2De telles pensées trouvent un écho chez un autre philosophe qui durant l’entre‑deux‑guerre a beaucoup écrit sur la photographie : Walter Benjamin. De fait, Benjamin et Barthes sont les deux figures incontournables du xxe siècle à avoir développé une réflexion philosophique autour de l’image photographique. Si de nos jours, d’autres noms viennent compléter le tableau de ce que nous pourrions appeler une pensée philosophique de la photographie, comme ceux de Michel Foucault, Jacques Derrida ou encore Wittgenstein, il devenait probablement nécessaire de relire les réflexions photographiques de ces deux auteurs à la lueur d’une approche comparative.
Petite histoire de la singularité photographique
3Comme le rappelle Kathrin Yacavone, l’un et l’autre interviennent à des moments différents de l’histoire des idées et de la théorie critique. La pensée de Benjamin se forme au cours des années vingt, alors que l’Avant‑garde européenne montante (dadaïsme et surréalisme, ainsi que la nouvelle objectivité et Bauhaus en Allemagne) impose un nouveau regard sur le média. De cette première période, l’auteur publiera ses réflexions sur sa « Petite Histoire de la photographie » qui offre une première formulation de la théorie de l’aura. Ensuite, Benjamin va rapidement évoluer d’une approche historico-culturelle de la photographie, centrée sur le déclin de l’aura vers la fin du xixe siècle, vers une lecture marxiste des faits culturels inspirée par ses amis de l’École de Francfort. Dès lors, le questionnement de Benjamin se centre sur l’usage politique et idéologique de la photographie, alors que l’éclosion du nazisme à travers l’Europe ne fait que confirmer ses inquiétudes. La pensée de Barthes, quant à elle, apparaît durant l’immédiat Après-guerre, alors que la scène philosophique française est dominée par le marxisme et l’existentialisme. Sa lecture de la photographie se voudra essentiellement sémiologique, définissant celle‑ci comme un « message sans code ». Son approche, qui contribuera à l’éclosion du structuralisme en France, évoluera ensuite vers un post-modernisme d’inspiration phénoménologique, qui dans La Chambre claire va mettre l’accent sur l’expérience photographique du Spectator.

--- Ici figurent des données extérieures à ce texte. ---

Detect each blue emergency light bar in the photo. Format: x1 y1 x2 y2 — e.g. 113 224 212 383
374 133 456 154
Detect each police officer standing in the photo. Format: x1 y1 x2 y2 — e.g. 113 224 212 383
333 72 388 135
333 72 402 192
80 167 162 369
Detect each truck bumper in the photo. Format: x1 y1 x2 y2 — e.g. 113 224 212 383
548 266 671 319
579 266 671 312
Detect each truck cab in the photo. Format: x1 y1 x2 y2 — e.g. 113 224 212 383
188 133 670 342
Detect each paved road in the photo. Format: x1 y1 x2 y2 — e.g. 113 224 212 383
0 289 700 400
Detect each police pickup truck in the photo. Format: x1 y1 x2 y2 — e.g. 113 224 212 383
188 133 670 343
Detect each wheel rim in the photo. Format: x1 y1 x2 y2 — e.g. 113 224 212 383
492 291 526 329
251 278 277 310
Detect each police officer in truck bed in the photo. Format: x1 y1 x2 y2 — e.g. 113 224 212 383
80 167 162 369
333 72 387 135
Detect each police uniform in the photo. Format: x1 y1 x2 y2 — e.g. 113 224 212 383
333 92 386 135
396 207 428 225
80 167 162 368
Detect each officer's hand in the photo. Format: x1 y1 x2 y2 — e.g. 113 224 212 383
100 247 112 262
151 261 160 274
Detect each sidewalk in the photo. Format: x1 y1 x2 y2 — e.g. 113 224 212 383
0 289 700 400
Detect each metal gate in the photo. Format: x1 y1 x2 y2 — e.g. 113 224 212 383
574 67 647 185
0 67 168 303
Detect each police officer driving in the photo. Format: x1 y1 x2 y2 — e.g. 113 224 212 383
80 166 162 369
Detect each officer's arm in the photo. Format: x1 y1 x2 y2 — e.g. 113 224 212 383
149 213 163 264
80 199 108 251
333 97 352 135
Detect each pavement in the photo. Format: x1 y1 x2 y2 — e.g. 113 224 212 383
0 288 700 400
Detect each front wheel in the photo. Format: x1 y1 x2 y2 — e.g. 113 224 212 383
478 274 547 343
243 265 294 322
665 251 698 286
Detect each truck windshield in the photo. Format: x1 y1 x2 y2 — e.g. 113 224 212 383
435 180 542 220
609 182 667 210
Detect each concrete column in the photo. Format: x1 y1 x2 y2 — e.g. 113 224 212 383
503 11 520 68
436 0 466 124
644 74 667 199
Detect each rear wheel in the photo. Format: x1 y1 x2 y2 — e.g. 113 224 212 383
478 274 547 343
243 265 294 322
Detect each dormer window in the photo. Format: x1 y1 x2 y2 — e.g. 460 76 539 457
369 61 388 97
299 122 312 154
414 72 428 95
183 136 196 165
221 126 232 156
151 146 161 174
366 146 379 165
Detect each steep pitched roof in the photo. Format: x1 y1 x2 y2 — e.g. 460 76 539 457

Malgré cet écart de génération, il existe entre les deux penseurs des affinités certaines, voir une continuité profonde quant à la manière d’aborder l’image photographique.
4En considérant les pensées de Benjamin et de Barthes à partir de la singularité de leur expérience photographique, il s’agit de mettre en évidence cette manière unique d’aborder la relation à la mémoire et au souvenir, et la façon dont celui‑ci forge le regard que nous posons sur un art mécanique qui est indéfiniment reproductible. De fait, K. Yacavone démontre avec rigueur l’engagement des deux penseurs autour de thèmes photographiques identiques, favorisant plus particulièrement le portrait pour y développer des stratégies conceptuelles et des orientations philosophiques fort proches l’une de l’autre. La question est évidement celle d’une influence de la pensée de Benjamin sur celle de Barthes et sur sa manière d’appréhender l’image photographique. Face au silence de Barthes, ou plutôt en regard d’une absence de référence aux écrits de Benjamin, l’auteur souligne la mise en place d’une stratégie complexe de la référence iconique entre les deux auteurs. Tout en ne citant pas Benjamin dans son texte, K. Yacavone montre comment Barthes a repris différentes reproductions de photographies à partir d’une version illustrée de sa « Petite Histoire de la Photographie » republiée au moment où il rédige La Chambre claire.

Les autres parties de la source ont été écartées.